District Rangers from both the Idaho City and Lowman Ranger Districts hosted field trips with a wide range of people to discuss the proposed action and the Forest’s intent to request an Emergency Situation Determination (ESD). During the analysis process for Environmental Assessment preparation, Forest representatives met formally and informally with groups to discuss the project when requested and participated in public forums to share presentations about the Project. “We truly appreciate the hard work and thoughtful collaboration our partners put into helping us developing this project,” said Petersen.

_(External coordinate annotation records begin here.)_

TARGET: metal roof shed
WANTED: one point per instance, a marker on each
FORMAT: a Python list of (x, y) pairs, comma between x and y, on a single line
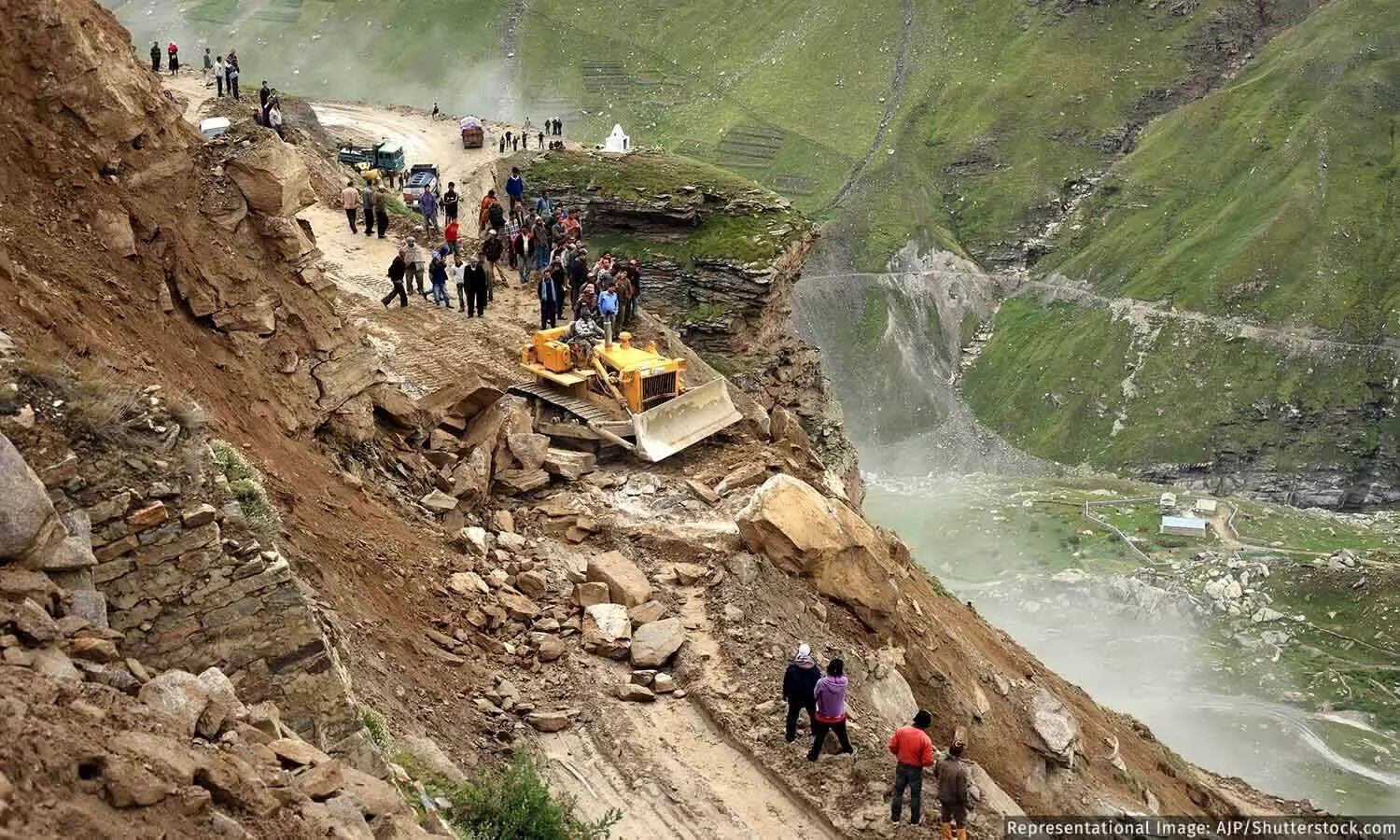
[(1184, 526)]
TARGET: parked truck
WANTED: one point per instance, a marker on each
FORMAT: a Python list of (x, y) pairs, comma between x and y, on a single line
[(473, 136), (422, 176), (384, 156)]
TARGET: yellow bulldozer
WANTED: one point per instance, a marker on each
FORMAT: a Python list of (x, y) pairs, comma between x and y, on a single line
[(623, 395)]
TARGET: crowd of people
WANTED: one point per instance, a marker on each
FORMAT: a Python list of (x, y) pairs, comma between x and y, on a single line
[(823, 699), (537, 245)]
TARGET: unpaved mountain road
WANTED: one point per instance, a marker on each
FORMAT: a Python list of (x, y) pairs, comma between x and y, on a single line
[(892, 101), (665, 766)]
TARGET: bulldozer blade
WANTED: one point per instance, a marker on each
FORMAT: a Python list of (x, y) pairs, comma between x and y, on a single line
[(691, 417)]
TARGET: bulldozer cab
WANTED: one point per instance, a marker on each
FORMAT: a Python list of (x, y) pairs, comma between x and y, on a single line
[(632, 384)]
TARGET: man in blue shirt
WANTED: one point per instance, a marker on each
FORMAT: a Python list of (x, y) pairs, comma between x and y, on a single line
[(608, 311), (515, 187), (427, 203), (545, 206)]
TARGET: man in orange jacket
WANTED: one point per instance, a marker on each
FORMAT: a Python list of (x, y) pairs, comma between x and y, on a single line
[(913, 750)]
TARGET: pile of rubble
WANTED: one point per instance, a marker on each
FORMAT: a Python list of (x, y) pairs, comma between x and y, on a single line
[(94, 739)]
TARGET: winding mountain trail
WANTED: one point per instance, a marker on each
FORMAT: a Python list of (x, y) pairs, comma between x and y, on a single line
[(1136, 310), (892, 103)]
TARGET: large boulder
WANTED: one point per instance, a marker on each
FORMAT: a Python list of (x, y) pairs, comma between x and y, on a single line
[(1056, 727), (459, 400), (272, 178), (114, 231), (889, 692), (626, 584), (607, 630), (28, 524), (806, 534), (176, 696), (346, 374), (655, 641)]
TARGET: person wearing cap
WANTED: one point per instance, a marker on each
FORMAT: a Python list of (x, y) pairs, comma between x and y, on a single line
[(458, 273), (515, 188), (560, 279), (492, 249), (350, 202), (579, 273), (381, 212), (587, 305), (478, 288), (800, 689), (413, 257), (548, 291), (954, 800), (608, 311), (913, 750), (397, 271), (427, 204), (633, 273), (437, 273)]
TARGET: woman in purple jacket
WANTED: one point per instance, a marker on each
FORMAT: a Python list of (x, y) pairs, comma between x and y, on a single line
[(831, 710)]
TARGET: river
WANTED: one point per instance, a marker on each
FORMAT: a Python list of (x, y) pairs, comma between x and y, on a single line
[(1178, 682)]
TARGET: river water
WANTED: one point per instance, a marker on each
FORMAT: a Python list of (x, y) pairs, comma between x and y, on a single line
[(1175, 680)]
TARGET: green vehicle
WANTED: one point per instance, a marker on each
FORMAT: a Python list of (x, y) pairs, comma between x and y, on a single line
[(384, 156)]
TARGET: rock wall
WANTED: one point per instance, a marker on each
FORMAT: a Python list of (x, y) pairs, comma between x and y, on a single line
[(150, 542), (189, 594), (736, 315)]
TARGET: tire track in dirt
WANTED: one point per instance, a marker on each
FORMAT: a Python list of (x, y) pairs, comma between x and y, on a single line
[(892, 103)]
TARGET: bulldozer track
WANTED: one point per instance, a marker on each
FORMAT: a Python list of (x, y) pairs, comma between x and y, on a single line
[(557, 397)]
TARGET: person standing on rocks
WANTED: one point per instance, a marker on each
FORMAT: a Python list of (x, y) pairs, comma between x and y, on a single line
[(913, 750), (451, 234), (548, 291), (231, 72), (954, 800), (476, 288), (450, 202), (381, 212), (800, 689), (397, 271), (427, 203), (515, 188), (437, 273), (831, 710), (367, 202), (413, 257), (350, 202), (560, 279), (458, 273), (492, 249)]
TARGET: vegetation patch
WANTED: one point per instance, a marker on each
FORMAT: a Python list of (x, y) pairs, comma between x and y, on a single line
[(245, 484), (512, 803)]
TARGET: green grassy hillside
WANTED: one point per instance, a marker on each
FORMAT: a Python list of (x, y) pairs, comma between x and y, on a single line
[(1271, 199), (1274, 198)]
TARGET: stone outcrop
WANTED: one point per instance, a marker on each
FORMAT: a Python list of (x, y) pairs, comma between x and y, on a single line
[(806, 534), (272, 178)]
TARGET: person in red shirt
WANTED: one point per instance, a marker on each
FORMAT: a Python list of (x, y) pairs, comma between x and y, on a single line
[(451, 234), (913, 750)]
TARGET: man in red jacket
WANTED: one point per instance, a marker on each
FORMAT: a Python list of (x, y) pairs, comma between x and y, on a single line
[(913, 750)]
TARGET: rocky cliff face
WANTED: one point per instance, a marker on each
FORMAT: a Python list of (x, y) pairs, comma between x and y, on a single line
[(734, 311)]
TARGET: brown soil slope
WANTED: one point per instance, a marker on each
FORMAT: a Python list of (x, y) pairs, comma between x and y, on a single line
[(122, 241)]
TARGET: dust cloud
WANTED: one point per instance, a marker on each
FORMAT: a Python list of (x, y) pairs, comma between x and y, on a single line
[(374, 56)]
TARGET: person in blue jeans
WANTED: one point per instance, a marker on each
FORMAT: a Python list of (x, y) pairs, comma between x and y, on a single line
[(515, 187), (608, 311), (437, 273)]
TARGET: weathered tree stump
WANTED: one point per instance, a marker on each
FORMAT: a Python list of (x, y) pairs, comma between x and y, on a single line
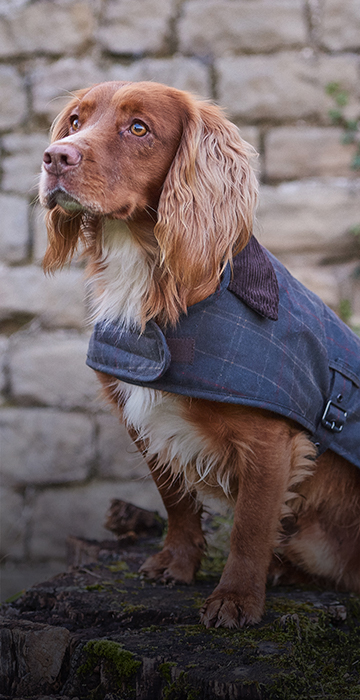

An Emergency Situation Determination is defined at 36 CFR 218.21(b) as: A situation on National Forest System (NFS) lands for which immediate implementation of a decision is necessary to achieve one or more of the following: 

1)  Relief from hazards threatening human health and safety

2)  Mitigation of threats to natural resources on NFS or adjacent lands

3)  Avoiding a loss of commodity value sufficient to jeopardize the agency's ability to accomplish project objectives directly related to resource protection or restoration.


Authority to authorize an ESD rests solely with the Chief and Associate Chief of the Forest Service. Current regulations at 36 CFR 218.21(d) identify that when an emergency situation exists with respect to all or part of a proposed project, the proposed action shall not be subject to the predecisional review (objection) process and may be implemented immediately following notification of the decision. 


"Throughout the planning process, we discussed with stakeholders the timing of hazard tree removal and salvage harvest and how critical it is to achieving the purpose and need for the South Pioneer Project, “ said Cecilia Seesholtz, Forest Supervisor of the Boise National Forest. “The combination of my Decision and approval of the ESD by the Chief of the Forest Service May 31, 2017, allows immediate implementation.”


“Doing the work immediately this field season recovers the greatest wood product value from hazard and dead trees salvaged before deterioration occurs. It is essential to recover this value so we can accomplish project objectives for hazard tree treatments; watershed improvements; and forest restoration, including reforestation.”


“The South Pioneer Project is known for its high concentration recreation use year-round,” said Seesholtz. “Operations will reduce risks and improve public access to the yurts, operated by Idaho Department of Parks and Recreation, multiple motorized and non-motorized winter and summer trails and trailheads and popular campgrounds along Idaho State Highway 21.”


With the ESD approval, the Forest is moving forward with project implementation, including the award of hazard and dead tree salvage sale contracts, following issuance of the South Pioneer Project Decision Notice/FONSI signed July 10, 2017, and notifying stakeholders of the decision through this news release and other venues.